The use of evidence throughout the book is of the highest quality. Pitfalls in the sources are spotted, considered and discussed, and though no two people reading the same sources will ever reach all the same conclusions, the use of evidence here is manifestly safe. She has, for example, given considerable thought to the debate about wills, and whether they represent views of the scribe or of the testator. Her exceptionally rich sources have enabled her to compare several wills written by the same scribe, and to conclude that a scribe may use several different formulae for different testators. It thus seems safe to conclude that the will probably does represent the genuine views of the testator. Not all readers will accept her definition of a ‘Protestant will’, but at least she has drawn the reader’s attention to ‘serious problems of definition’. If it is the mark of a good scholar to have thought of alternative explanations before the reader can do it, this is a work of the highest scholarship.

As a picture of a single community, this work is all we can ask. As a contribution to the history of England, it sets an agenda.
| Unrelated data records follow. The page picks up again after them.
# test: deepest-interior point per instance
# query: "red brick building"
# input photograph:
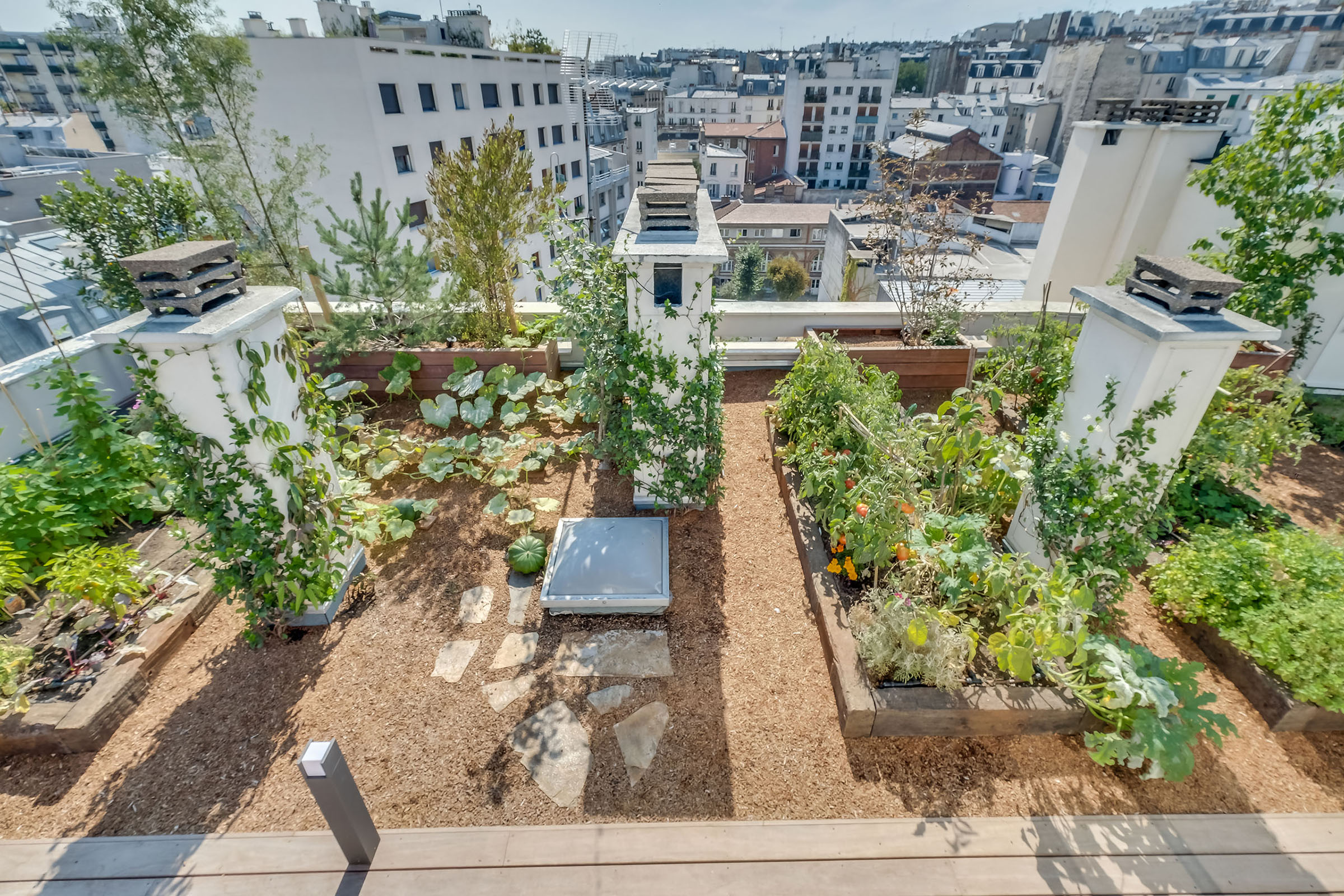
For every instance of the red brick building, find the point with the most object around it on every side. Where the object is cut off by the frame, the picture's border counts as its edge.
(763, 143)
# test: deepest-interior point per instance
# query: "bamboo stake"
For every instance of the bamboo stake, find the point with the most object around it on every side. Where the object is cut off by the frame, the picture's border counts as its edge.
(318, 287)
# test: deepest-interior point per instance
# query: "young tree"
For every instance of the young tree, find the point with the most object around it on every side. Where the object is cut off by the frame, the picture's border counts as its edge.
(115, 222)
(788, 277)
(484, 206)
(377, 268)
(748, 272)
(921, 251)
(1281, 184)
(159, 65)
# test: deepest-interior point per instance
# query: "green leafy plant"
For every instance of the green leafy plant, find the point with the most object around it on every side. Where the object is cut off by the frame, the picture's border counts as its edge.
(398, 374)
(904, 641)
(484, 204)
(85, 486)
(748, 272)
(788, 277)
(1032, 363)
(14, 661)
(99, 575)
(1275, 595)
(1280, 184)
(112, 222)
(272, 559)
(528, 554)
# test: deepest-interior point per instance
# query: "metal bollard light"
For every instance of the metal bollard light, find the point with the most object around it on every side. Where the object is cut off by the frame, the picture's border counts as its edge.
(338, 796)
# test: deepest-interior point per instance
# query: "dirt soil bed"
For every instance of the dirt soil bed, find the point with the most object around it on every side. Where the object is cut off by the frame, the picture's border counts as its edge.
(753, 726)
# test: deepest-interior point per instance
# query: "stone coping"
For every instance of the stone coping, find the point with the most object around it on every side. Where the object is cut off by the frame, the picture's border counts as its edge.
(914, 711)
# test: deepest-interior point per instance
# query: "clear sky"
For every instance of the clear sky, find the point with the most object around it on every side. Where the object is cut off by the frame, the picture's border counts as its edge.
(648, 25)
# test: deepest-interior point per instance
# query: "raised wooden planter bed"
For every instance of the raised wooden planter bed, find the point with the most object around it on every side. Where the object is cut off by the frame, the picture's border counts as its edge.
(57, 726)
(936, 367)
(909, 712)
(1273, 700)
(437, 365)
(1272, 358)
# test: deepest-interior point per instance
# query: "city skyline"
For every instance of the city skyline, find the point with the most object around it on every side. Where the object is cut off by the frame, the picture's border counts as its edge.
(689, 23)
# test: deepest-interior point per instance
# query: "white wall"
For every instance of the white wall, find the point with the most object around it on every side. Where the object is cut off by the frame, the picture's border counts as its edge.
(326, 90)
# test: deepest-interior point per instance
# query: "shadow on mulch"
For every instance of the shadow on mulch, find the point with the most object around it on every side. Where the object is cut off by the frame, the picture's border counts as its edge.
(249, 703)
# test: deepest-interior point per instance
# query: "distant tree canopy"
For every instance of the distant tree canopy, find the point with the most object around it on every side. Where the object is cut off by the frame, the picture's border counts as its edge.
(530, 41)
(913, 77)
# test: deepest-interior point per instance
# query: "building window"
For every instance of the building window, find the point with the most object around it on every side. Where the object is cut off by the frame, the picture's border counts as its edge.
(667, 284)
(420, 214)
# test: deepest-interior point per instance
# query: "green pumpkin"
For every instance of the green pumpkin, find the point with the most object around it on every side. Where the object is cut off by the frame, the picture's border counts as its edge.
(528, 555)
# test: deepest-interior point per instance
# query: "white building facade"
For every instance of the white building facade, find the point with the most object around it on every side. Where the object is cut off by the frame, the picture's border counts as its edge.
(384, 108)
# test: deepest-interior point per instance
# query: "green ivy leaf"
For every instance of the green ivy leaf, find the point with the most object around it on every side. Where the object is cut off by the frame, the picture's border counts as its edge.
(478, 413)
(514, 414)
(440, 412)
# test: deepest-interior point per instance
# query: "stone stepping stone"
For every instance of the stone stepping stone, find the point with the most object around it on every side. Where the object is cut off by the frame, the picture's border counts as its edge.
(609, 699)
(516, 651)
(476, 605)
(554, 749)
(620, 654)
(454, 659)
(639, 736)
(502, 693)
(518, 600)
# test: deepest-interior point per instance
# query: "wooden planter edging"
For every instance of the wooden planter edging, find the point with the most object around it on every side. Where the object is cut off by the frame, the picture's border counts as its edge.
(908, 712)
(1273, 700)
(1271, 358)
(85, 725)
(918, 366)
(437, 365)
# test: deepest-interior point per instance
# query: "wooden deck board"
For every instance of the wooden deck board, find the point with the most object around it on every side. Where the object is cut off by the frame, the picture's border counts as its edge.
(936, 856)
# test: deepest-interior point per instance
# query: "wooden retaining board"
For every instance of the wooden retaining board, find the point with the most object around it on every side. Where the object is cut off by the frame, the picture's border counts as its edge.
(85, 725)
(909, 712)
(437, 365)
(917, 366)
(1273, 700)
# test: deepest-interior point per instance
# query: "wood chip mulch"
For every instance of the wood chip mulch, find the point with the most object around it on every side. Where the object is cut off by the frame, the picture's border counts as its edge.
(753, 726)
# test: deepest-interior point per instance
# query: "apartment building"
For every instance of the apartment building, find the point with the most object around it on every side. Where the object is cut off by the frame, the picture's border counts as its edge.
(756, 100)
(722, 171)
(44, 78)
(384, 108)
(834, 112)
(778, 228)
(642, 143)
(1003, 76)
(765, 147)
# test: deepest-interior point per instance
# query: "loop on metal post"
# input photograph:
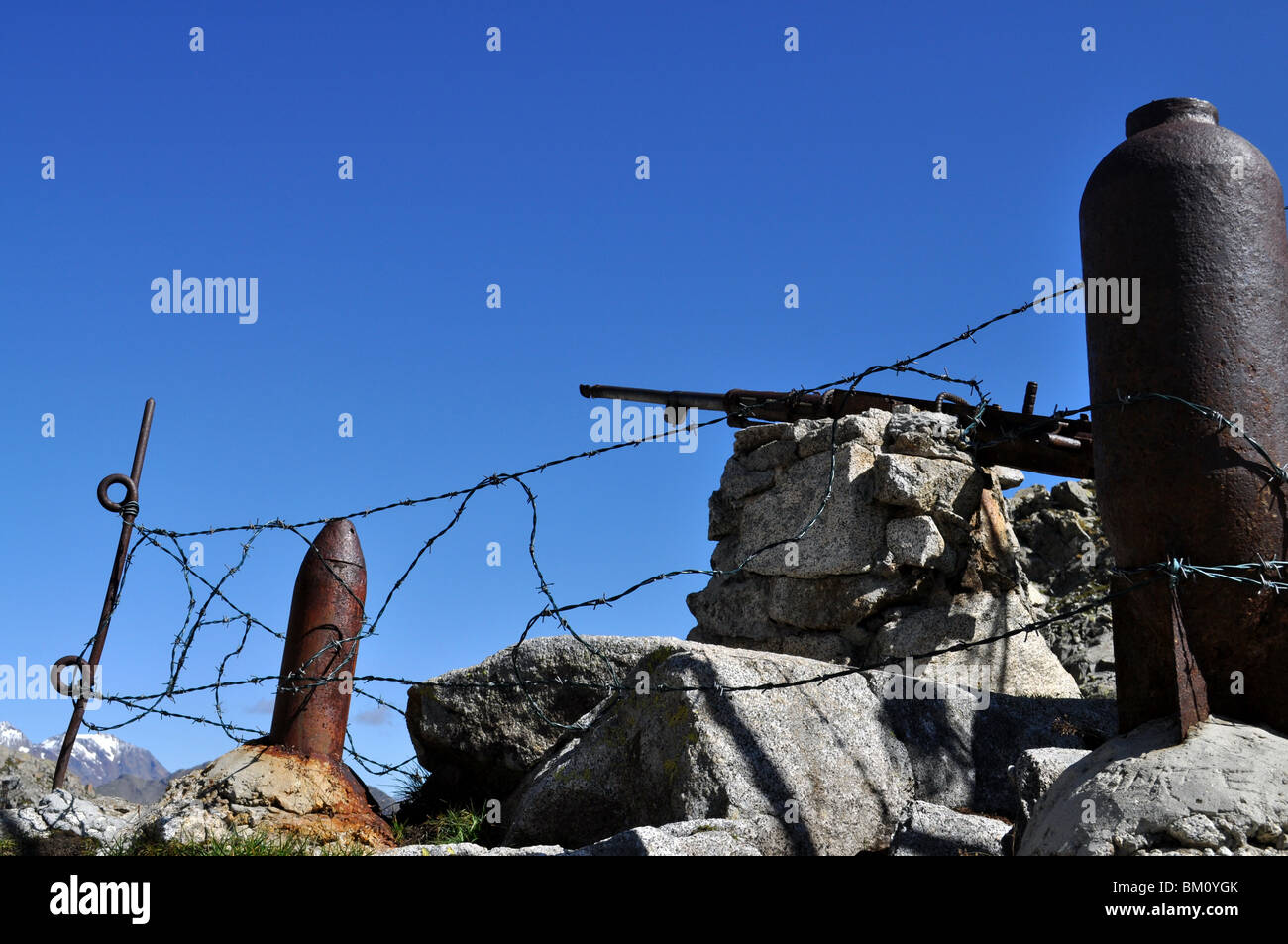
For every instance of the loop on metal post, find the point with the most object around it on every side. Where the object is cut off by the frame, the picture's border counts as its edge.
(86, 682)
(132, 494)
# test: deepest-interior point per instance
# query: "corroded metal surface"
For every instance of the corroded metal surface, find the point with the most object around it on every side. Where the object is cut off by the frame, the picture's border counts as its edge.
(321, 649)
(128, 510)
(1196, 213)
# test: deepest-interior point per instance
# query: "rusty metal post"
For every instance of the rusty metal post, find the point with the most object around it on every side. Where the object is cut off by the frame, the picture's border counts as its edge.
(128, 509)
(321, 651)
(1194, 213)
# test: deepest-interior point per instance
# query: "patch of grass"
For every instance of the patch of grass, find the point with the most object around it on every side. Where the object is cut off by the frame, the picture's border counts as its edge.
(428, 818)
(253, 844)
(449, 826)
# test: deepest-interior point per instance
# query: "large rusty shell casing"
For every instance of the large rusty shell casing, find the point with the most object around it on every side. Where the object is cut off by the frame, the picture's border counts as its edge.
(312, 707)
(1197, 214)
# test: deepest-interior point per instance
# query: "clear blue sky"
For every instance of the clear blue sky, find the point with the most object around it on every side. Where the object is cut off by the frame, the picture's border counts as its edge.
(513, 167)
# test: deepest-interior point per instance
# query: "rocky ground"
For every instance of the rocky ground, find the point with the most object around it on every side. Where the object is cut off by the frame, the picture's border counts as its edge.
(1067, 559)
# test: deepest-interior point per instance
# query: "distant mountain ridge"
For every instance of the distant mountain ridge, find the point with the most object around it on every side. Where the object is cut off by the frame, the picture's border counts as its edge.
(13, 739)
(97, 758)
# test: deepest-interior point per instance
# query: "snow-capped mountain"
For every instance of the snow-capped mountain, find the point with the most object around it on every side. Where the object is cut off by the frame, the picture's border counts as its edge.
(13, 739)
(99, 758)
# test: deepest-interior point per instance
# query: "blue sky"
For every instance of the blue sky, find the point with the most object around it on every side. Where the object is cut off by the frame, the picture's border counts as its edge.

The paradigm into which it fits most closely is that of Alan Macfarlane, but there are many pieces to be added before that picture can be made complete enough for full testing. We here have some vital pieces added from a community which appears prima facie to be highly untypical. It is not until we have more local work straddling the alleged divide between ‘medieval’ and ‘modern’ history that we can know fully which Havering evidence is untypical, and which is not.